Tahap-Tahap Metode Rawamangun:
a.       Tahap Eksplorasi
Seorang kritikus dengan sikap “skeptis (serba ingin tahu)” dan “curiousity (serba menanya)” melakukan penjelajahan sambil melakukan penikmatan.
Contohnya: di dalam benak kita selalu bertanya-tanya mengapa cerpen atau novel ini diawali dengan klimaks, apakah secara kebetulan saja atau memang berkaitan dengan penataan artistik. Kemudian kritikus melakukan penafsiran penafsiran keseluruhan (bukan secara fragmatik) serta memadukannya dengan pengalaman membaca-membaca karya-karya cerpen atau novel. Sehingga dalam proses ini diperlukan banyak membaca agar dalam mengawali suatu penelitian kritik sastra, kritikus mampu mengawalinya.
b.      Tahap Identifikasi
Tahap ini menurut seorang kritikus untuk bersedia menempatkan dirinya dalam karya sastra yang ditelaah. Hal ini bukan berarti kritikus melebur dan terhanyut dalam karya sastra yang dikaji. Kritikus yang baik akan menjaga jarak antara dirinya dengan objek yang dikaji.
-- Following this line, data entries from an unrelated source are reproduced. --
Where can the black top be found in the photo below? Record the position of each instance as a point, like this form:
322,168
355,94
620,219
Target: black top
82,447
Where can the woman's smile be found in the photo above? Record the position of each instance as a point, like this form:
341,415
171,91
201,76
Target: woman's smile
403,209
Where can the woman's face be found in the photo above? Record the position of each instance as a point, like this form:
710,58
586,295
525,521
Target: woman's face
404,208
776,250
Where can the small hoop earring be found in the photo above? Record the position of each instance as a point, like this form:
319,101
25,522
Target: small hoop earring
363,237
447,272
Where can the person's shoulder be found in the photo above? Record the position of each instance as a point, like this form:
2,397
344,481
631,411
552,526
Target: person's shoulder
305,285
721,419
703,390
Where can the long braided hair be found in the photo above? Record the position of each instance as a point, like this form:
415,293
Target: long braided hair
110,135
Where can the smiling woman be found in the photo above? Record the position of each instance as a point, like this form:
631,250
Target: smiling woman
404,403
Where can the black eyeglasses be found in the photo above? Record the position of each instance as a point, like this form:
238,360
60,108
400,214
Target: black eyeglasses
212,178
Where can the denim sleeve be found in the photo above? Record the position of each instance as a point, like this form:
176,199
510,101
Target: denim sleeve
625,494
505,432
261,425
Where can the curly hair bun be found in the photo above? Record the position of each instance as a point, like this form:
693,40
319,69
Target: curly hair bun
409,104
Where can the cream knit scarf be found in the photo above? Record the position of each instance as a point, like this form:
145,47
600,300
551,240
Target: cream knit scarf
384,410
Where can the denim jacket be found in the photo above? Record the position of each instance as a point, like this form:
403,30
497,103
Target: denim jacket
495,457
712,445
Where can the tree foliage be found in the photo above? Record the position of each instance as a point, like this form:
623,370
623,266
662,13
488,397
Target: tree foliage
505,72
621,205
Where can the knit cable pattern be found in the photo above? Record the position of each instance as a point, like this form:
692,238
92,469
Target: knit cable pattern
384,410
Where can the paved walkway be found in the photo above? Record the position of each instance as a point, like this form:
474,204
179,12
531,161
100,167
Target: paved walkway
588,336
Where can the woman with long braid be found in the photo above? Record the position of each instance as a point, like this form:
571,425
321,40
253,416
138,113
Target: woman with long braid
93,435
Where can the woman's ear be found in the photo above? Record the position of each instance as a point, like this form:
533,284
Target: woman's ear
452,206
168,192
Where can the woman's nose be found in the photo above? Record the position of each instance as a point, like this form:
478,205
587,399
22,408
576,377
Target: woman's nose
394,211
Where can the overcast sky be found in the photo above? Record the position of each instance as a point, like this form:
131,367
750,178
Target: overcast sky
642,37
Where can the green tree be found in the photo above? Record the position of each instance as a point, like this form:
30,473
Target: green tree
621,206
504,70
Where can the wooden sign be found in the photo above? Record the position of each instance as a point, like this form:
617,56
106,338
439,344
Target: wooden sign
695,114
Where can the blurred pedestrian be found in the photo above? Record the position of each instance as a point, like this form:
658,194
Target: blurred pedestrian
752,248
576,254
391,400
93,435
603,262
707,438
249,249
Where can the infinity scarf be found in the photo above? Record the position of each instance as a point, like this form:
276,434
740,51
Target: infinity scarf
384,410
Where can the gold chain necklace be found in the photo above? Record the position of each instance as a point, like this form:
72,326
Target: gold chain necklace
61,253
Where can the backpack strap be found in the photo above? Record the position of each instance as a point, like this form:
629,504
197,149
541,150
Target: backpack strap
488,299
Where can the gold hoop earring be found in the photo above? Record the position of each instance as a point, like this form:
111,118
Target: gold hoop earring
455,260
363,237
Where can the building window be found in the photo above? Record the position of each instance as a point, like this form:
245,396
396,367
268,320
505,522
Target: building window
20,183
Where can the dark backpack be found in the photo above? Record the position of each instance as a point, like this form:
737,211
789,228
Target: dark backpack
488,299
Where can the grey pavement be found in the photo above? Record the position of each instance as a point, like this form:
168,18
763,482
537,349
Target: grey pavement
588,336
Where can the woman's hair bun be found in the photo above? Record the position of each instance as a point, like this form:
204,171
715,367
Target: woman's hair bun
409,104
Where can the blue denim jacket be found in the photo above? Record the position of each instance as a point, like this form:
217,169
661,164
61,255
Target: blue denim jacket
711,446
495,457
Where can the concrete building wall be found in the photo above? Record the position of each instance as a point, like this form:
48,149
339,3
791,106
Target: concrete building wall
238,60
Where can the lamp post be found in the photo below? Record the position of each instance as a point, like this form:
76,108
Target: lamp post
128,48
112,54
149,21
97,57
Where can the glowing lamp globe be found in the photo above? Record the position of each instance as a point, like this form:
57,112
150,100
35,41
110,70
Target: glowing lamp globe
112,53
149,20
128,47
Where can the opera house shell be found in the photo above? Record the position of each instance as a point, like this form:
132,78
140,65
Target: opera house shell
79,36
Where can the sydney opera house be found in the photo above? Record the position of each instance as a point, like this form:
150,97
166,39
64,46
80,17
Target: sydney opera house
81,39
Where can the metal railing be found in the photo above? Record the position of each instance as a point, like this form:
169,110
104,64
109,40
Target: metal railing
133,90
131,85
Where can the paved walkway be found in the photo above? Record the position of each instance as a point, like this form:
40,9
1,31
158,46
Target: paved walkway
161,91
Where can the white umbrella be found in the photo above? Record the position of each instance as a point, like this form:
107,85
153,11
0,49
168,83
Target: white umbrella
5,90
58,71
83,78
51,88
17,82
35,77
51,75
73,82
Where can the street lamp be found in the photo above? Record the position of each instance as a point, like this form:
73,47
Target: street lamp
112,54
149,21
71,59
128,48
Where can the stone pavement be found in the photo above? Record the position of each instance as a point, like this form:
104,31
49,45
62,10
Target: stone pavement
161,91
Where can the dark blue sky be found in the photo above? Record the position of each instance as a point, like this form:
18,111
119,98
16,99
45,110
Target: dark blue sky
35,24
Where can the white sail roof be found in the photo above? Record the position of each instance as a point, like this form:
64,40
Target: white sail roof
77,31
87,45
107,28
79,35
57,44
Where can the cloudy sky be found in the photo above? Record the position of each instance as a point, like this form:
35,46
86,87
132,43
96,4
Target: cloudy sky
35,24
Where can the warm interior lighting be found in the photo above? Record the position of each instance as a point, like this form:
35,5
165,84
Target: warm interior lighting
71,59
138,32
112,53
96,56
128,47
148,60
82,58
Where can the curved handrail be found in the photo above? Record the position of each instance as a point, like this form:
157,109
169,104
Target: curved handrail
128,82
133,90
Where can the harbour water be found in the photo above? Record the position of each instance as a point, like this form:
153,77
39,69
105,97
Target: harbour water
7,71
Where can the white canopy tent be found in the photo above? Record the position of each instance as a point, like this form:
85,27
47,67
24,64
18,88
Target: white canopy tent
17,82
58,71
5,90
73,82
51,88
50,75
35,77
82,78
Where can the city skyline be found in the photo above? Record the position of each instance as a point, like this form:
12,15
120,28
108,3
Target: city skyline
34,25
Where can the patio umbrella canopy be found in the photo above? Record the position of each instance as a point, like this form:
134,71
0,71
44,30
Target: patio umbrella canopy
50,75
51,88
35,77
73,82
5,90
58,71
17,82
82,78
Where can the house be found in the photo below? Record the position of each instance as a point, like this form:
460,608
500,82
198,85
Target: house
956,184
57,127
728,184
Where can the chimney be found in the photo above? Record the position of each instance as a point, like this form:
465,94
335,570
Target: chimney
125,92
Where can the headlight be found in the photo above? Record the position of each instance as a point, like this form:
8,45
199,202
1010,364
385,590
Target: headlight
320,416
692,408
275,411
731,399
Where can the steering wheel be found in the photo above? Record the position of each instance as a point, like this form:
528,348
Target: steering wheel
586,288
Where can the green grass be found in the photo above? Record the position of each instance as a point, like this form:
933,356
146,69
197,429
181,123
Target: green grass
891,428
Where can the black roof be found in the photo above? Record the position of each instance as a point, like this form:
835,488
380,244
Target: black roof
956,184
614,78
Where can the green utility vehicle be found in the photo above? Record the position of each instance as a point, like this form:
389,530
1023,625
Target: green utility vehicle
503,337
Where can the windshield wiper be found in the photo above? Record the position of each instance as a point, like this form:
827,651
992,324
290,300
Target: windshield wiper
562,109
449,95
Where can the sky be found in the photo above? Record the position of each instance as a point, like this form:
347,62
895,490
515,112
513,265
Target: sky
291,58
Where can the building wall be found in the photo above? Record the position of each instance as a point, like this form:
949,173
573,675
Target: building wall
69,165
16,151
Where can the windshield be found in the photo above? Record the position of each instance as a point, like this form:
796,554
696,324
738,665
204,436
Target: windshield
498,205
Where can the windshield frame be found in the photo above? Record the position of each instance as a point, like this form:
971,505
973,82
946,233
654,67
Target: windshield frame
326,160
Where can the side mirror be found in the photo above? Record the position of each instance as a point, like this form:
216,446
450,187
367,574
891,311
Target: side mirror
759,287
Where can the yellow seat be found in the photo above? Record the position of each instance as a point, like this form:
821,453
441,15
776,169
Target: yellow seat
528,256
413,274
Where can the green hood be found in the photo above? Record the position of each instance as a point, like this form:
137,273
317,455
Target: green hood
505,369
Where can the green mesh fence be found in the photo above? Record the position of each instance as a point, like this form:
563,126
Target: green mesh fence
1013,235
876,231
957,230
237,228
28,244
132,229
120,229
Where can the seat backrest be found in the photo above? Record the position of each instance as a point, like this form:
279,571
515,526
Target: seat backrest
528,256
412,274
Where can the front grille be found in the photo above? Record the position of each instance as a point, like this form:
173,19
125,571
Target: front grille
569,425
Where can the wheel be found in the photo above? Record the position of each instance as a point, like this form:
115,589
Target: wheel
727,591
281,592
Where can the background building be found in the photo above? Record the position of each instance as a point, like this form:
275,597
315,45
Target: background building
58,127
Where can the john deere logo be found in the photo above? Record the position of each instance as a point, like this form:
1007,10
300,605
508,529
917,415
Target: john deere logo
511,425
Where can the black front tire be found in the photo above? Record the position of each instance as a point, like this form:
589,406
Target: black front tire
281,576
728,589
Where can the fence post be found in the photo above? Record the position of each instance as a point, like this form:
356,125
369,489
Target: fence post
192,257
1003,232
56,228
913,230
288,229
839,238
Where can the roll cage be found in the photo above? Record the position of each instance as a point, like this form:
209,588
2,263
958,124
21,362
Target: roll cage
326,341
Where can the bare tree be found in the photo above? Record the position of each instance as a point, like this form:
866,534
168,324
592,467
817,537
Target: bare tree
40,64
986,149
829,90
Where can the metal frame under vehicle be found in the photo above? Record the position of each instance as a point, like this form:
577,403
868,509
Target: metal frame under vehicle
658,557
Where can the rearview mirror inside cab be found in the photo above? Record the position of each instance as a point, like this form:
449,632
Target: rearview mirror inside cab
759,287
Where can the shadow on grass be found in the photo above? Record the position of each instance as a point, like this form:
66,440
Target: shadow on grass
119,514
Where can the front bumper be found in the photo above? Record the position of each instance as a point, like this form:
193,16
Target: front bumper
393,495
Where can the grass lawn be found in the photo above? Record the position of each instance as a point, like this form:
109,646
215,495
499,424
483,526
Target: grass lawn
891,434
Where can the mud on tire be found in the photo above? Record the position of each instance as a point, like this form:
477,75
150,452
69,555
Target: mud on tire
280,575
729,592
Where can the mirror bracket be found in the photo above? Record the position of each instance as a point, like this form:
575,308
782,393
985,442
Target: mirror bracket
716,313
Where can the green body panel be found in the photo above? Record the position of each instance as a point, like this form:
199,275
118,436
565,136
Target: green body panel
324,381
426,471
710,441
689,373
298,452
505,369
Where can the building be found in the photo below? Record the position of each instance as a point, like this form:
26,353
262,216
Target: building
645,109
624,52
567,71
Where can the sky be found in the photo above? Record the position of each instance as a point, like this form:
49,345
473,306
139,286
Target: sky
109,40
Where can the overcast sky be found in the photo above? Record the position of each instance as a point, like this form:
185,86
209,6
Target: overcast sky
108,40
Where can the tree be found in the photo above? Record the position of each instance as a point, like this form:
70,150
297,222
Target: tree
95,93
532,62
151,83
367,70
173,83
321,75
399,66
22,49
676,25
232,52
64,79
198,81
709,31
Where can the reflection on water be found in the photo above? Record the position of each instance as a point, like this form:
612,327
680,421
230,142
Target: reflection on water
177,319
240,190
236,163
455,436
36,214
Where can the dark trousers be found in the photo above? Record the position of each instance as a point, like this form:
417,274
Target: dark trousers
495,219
Tujuan tahap identifikasi adalah untuk mencapai hasil kritikannya benar-benar akurat atau lebih esensial dapat menyingkap atau menerangjelaskan makna serta nilai-nilai karya sastra yang dikaji.
c.       Tahap Analisis
Pada tahap analisis dilakukan pembedahan karya sastra sampai sekecil-kecilnya. Sehingga seorang kritikus dituntut memiliki wawasan yang luas dengan argumentasinya yang tajam. Kritikus yang baik tidak akan menerogoh dalam-dalam ciri khas karya sastra yang dibedah. Tujuan tahap ini adalah untuk menunjukkan segala unsur yang ada, relasi yang dibangun baik intrinsik maupun ekstrinsik sebagai jaringan sistem.
d.      Tahap Kesimpulan
Pada tahap ini, seorang kritikus akan memberikan konklusi bahwa unsur karya sastra yang dianalisis ditentukan polanya, aspek tematiknya, kecenderungan penggunaan sarana retoriknya atau unsur-unsur lain sesuai dengan tujuan analisisnya.
e.       Tahap Evaluasi
Seorang kritikus akan memberikan penilaian tentang kualitas karya sastra yang ditelaah. Dasar penilaian yang digunakan yaitu pendekatan kritik sastra apa yang digunakan, kriteria mana yang digunakan dan mengaitkannya dengan studi sastra yang lain. Selain itu teori atau falsafah mana yang dianut atau diyakini kebenarannya oleh kritikus sastra.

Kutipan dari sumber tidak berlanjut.